Cindy Puckett, 55, is a first-time candidate seeking the chair now occupied by Teddy Rieke, 43, who’s been reelected without opposition three times since she was first appointed in 2002.
Puckett, a Leavenworth native, is a merchandise manager for Dan’s Food Market and a former title clerk. She said she wanted to “try something different and be involved” as her 16-year-old stepson and kindergarten-age granddaughter enter Cascade schools. Her late mother, Arleen Blackburn, served on the board in the 1970s.
“Some of the people I’ve talked to say they want a more diversified board,” Puckett said. “It’s been kind of the same for a long time.”
She said the district needs to find thrifty ways to serve its students.

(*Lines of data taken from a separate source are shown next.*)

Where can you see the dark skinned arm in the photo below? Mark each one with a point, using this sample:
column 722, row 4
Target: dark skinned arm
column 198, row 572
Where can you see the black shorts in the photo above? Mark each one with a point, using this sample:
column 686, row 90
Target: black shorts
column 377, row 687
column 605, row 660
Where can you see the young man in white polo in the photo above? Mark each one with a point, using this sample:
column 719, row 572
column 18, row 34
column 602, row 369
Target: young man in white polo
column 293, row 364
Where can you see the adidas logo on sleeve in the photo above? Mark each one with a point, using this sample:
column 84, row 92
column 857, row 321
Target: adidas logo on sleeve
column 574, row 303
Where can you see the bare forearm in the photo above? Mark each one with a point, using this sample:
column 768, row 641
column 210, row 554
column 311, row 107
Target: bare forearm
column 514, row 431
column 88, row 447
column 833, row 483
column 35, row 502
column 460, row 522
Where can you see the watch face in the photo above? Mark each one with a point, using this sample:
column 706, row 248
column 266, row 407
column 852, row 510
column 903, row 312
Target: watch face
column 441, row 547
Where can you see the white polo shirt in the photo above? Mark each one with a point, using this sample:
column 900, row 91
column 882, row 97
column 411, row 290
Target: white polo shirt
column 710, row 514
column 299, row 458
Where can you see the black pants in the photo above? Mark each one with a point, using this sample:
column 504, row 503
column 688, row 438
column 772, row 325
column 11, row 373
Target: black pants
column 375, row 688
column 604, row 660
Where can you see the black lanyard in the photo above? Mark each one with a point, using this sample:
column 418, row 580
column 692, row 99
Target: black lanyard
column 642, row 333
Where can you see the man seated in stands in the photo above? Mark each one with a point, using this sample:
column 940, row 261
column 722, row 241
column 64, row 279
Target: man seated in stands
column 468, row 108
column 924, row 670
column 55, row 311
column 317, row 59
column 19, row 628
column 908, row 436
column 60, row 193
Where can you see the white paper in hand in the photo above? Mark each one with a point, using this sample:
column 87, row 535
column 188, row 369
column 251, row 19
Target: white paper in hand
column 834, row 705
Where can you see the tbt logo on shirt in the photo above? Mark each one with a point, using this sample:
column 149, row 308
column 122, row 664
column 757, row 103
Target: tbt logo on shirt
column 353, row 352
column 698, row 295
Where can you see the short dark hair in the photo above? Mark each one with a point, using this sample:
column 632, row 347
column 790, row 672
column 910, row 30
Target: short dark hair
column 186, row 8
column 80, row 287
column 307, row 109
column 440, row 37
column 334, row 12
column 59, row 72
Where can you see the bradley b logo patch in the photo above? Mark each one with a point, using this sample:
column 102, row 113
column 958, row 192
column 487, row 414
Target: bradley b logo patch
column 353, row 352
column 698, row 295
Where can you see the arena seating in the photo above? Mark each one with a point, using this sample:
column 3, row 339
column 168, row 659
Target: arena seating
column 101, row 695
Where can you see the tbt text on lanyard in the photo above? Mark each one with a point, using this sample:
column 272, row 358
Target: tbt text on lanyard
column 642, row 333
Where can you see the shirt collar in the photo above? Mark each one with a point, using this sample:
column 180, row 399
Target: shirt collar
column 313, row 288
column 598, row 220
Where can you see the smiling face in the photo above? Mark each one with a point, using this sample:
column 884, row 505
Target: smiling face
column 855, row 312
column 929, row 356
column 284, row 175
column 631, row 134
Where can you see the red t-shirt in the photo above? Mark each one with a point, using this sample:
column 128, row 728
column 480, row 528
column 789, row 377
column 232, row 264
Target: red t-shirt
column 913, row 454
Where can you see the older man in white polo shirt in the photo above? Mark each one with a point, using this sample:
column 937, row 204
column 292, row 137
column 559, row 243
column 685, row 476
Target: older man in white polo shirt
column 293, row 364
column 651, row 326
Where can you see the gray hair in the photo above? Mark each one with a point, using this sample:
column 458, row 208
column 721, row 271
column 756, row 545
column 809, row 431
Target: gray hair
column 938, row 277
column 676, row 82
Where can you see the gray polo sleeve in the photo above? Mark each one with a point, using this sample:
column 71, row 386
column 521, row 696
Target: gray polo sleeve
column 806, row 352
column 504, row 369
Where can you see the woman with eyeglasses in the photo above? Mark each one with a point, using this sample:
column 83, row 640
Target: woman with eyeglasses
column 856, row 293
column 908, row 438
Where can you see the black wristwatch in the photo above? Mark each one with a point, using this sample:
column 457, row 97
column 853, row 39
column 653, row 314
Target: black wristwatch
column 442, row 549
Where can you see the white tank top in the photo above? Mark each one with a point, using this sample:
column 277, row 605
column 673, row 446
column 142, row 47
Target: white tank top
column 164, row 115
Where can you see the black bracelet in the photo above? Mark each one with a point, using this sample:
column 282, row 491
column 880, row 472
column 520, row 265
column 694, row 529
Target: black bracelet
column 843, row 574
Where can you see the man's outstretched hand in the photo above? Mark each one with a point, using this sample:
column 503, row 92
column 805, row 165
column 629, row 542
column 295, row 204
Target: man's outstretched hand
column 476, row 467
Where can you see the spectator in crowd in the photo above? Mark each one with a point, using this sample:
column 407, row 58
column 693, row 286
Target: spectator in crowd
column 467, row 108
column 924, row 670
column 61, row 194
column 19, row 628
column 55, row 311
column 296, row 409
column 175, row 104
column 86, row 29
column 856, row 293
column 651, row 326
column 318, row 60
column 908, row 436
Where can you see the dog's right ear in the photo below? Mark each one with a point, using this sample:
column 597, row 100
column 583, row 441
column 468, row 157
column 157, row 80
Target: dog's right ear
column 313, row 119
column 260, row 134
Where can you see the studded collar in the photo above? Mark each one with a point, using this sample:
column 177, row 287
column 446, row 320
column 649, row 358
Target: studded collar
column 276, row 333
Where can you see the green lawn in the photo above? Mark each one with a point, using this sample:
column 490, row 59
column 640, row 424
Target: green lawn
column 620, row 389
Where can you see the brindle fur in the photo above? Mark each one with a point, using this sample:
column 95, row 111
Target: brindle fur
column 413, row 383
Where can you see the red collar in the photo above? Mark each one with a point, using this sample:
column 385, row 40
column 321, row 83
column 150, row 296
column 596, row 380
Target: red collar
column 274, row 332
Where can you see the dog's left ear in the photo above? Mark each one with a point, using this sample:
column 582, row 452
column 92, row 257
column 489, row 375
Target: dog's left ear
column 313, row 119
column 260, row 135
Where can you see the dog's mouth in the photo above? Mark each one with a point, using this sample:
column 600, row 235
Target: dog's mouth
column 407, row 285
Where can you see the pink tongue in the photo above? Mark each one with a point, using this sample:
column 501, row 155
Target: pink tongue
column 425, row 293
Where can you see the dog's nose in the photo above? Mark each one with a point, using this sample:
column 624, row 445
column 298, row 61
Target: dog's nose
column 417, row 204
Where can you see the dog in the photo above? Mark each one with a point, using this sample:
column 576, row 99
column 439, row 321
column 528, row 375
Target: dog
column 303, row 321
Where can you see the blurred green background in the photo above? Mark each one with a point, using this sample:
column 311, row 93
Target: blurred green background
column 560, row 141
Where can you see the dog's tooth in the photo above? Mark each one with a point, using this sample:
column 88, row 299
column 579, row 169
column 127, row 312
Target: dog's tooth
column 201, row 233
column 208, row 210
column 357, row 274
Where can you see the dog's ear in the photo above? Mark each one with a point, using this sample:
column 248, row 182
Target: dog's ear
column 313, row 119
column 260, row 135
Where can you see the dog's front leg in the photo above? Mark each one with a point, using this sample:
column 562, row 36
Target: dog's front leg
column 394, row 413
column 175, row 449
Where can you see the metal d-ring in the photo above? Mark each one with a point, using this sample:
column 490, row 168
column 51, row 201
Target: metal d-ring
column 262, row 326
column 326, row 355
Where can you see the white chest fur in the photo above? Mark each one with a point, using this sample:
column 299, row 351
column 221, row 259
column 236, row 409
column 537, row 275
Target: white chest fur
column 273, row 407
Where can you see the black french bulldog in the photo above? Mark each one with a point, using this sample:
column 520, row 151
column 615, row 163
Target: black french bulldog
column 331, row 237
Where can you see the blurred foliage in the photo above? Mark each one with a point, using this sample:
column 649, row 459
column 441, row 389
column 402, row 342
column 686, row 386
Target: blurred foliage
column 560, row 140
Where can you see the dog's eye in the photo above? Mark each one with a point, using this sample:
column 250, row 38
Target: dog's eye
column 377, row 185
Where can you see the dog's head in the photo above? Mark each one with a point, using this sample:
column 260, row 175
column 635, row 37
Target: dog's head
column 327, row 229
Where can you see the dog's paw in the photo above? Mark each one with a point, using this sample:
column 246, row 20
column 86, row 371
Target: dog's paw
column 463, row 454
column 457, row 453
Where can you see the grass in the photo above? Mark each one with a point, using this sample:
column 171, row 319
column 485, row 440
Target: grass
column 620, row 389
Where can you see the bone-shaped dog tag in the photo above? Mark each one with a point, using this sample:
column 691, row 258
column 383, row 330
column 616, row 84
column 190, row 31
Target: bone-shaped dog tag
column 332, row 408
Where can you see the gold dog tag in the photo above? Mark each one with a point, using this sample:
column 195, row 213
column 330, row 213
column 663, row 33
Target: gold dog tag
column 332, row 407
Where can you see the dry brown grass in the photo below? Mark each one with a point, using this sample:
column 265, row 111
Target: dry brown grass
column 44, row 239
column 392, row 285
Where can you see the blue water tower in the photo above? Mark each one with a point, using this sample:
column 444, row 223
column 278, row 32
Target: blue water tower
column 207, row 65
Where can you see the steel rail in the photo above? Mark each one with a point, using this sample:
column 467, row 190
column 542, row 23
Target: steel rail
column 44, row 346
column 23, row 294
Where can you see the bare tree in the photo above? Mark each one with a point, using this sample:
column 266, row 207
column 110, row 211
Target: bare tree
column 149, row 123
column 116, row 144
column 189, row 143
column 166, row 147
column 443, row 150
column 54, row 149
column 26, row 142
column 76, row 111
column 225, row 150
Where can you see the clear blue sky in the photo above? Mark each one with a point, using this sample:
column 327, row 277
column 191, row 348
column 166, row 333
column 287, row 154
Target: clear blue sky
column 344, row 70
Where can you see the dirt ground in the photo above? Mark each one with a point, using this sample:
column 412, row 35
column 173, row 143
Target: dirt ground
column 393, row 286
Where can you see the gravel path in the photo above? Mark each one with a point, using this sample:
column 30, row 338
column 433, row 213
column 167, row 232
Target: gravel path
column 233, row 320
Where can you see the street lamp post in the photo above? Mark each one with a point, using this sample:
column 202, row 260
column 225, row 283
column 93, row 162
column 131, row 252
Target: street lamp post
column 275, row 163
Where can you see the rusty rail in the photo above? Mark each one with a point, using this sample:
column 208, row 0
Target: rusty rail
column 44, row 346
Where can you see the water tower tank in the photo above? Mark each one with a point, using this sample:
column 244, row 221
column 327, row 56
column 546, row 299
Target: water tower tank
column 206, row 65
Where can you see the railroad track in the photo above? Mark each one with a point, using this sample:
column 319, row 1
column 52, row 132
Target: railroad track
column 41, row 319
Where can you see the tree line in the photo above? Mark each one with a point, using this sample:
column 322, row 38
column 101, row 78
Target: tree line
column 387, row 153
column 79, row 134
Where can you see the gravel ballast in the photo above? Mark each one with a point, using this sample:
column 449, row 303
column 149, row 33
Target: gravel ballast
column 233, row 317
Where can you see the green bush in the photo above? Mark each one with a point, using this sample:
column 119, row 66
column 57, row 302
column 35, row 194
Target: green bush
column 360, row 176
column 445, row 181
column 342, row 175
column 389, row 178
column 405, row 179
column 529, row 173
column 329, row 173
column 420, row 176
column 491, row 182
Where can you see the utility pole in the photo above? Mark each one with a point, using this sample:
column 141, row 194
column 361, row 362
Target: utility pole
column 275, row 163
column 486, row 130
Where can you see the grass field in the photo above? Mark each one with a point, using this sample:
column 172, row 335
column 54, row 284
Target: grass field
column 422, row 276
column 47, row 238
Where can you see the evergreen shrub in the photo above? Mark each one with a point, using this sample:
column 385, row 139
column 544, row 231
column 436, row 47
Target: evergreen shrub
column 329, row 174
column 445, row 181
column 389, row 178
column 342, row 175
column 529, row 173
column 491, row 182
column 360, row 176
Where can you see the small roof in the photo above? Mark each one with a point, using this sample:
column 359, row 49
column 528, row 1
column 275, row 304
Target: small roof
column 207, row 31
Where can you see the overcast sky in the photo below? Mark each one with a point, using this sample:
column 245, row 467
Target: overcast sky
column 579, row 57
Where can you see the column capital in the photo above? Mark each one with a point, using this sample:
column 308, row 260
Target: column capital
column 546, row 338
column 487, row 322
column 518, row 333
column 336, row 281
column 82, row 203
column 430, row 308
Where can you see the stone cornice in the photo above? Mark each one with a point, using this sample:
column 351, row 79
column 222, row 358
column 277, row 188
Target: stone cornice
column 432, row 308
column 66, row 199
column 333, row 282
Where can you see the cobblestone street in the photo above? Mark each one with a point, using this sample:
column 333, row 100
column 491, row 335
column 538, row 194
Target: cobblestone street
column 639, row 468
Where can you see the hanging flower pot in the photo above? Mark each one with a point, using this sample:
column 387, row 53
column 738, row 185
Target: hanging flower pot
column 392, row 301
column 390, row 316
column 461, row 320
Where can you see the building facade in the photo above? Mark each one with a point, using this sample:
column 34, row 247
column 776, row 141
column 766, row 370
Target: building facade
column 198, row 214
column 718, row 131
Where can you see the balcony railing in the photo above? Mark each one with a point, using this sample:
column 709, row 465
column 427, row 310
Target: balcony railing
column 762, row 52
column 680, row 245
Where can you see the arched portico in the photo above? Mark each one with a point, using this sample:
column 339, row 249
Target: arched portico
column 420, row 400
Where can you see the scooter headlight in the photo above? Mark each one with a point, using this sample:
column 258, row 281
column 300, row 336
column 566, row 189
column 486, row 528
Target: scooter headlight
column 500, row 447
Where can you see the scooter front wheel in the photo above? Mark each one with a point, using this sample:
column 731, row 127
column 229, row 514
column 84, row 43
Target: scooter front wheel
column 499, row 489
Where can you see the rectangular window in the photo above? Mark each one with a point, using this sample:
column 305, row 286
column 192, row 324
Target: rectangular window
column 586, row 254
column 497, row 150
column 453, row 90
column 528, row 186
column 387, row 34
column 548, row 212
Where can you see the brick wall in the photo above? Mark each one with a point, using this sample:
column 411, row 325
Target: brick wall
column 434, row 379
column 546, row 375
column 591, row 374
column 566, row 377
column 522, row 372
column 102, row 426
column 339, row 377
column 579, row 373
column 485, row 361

A $46.4 million bond levy in 2011 that would have rebuilt Cascade High School fell 12 points short of the 60 percent of votes needed to pass.
“If they really, seriously look at the school and there’s really some issues that need to be fixed, let’s find a way to fix it economically, in a way that will last another 10, 20, 30 years,” she said.
Schools should also try to find ways to pay for classroom supplies, like pencils and tissues, to take pressure off parents who are now asked to provide such things at the start of the school year. And pressure on high school students could be alleviated by doing away with senior project requirements to graduate, she said: “To me, it feels like a punishment.”
As a parent of three, Puckett formed a group in the early 2000s concerned by the schools’ adoption of the Make Your Day program, in which middle school students were asked to share “concerns” about the behavior of classmates. Such pressure led to the program’s overhaul, and now Puckett, a former Sunday school teacher, says schools should try to involve parents in the classroom dynamic as much as possible.
“I really see my role as setting policy and being a cheerleader and advocate for our teachers and administrators, and making sure I can be there for people in my district,” said Rieke, who’s now co-owner with her husband Kevin of The Wood Shop and The Hat Shop in downtown Leavenworth.
A new attempt at a school construction levy is on her agenda if she’s voted in again — citizens’ committees are now looking at ways to finance the project, and what to build.
“We aren’t on these committees,” Rieke said of school board members. “We are letting the public do this research and ask the questions about what that might look like. It’s a very transparent approach that’s been led by our superintendent (Steve McKenna).”
A bond amount hasn’t been finalized, but in this way, the board hopes to build public engagement into a successful levy campaign. “We need everybody on the same page for something like this to pass,” she said.